Barcelona Champions League 1992 Sampdoria Alexanko Zubizarreta

Zubi memenangkan empat gelar La Liga berturut-turut antara tahun 1991 dan 1994, dan juga meraih Piala Eropa pertama klub -- yang sampai saat ini masih dikenang sebagai 'Tim Impian'.

Tetapi, apa itu yang disebut sebagai 'Tim Impian' berakhir empat hari setelah mereka menyegel mahkota liga keempat mereka. Barca menghadapi AC Milan asuhan Fabio Capello di final Liga Champions 1994, dan Blaugrana dihajar empat gol tanpa balas -- yang membuat Zubi merasa itu sebagai 'malam terburuk dalam kariernya'.

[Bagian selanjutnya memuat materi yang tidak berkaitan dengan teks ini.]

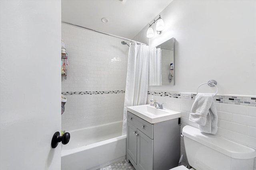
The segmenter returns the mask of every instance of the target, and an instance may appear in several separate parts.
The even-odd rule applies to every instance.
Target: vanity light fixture
[[[152,38],[154,37],[154,30],[153,28],[150,27],[152,25],[156,23],[156,33],[158,34],[161,34],[162,31],[164,29],[164,23],[163,19],[161,18],[161,16],[159,15],[159,17],[156,20],[154,20],[154,22],[152,24],[149,23],[149,27],[148,29],[148,31],[147,31],[147,37],[148,38]]]
[[[108,22],[108,19],[106,18],[103,18],[101,19],[101,21],[104,23],[106,23]]]

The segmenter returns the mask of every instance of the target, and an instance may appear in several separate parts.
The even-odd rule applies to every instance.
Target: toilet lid
[[[171,169],[170,170],[188,170],[188,169],[186,168],[184,165],[181,165],[180,166],[177,166],[176,167],[174,168],[173,168]],[[195,169],[193,168],[190,169],[190,170],[196,170]]]
[[[177,166],[176,167],[174,168],[171,169],[170,170],[188,170],[188,169],[186,168],[184,165],[181,165],[180,166]]]

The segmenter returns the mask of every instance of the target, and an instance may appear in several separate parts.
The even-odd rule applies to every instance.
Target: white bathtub
[[[126,158],[126,135],[122,121],[68,131],[62,145],[62,170],[95,170]]]

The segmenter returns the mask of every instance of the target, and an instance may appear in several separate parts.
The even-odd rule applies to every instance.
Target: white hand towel
[[[189,120],[199,125],[199,129],[202,132],[216,133],[218,115],[212,95],[196,95],[189,115]]]

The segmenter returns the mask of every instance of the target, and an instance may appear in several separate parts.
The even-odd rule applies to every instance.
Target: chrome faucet
[[[157,102],[154,102],[152,104],[152,105],[155,106],[155,107],[157,109],[164,109],[164,107],[163,107],[163,104],[165,104],[165,103],[161,103],[159,104]]]

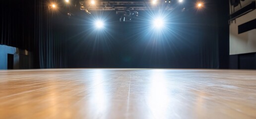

Ucapan itu terbukti benar. Kontrak Zubi berakhir di musim panas tahun itu, dan meskipun ia diberitakan bakal memperpanjang kontraknya di Barca, presiden klub kala itu Joan Gaspart menegaskan bahwa waktu sang penjaga gawang di Catalan telah berakhir -- membuat rekan satu timnya, Pep Guardiola, menangis.

Dia akhirnya bergabung dengan Valencia dan menghabiskan empat musim di sana sebelum akhirnya memutuskan pensiun pada Juli 1998.

Kala itu, ia mengakhiri kariernya sebagai pemain dengan caps terbanyak untuk timnas Spanyol (126), sebelum akhirnya dilewati oleh sejumlah nama seperti Andres Iniesta (131), Xavi Hernandez (133), Iker Casillas (167) dan Sergio Ramos (180).

Meski akhir kisahnya di Barca cukup pahit, Zubi akan tetap dikenang dan menjadi salah satu ikon yang diingat selama era mengesankan Cruyff menukangi Blaugrana.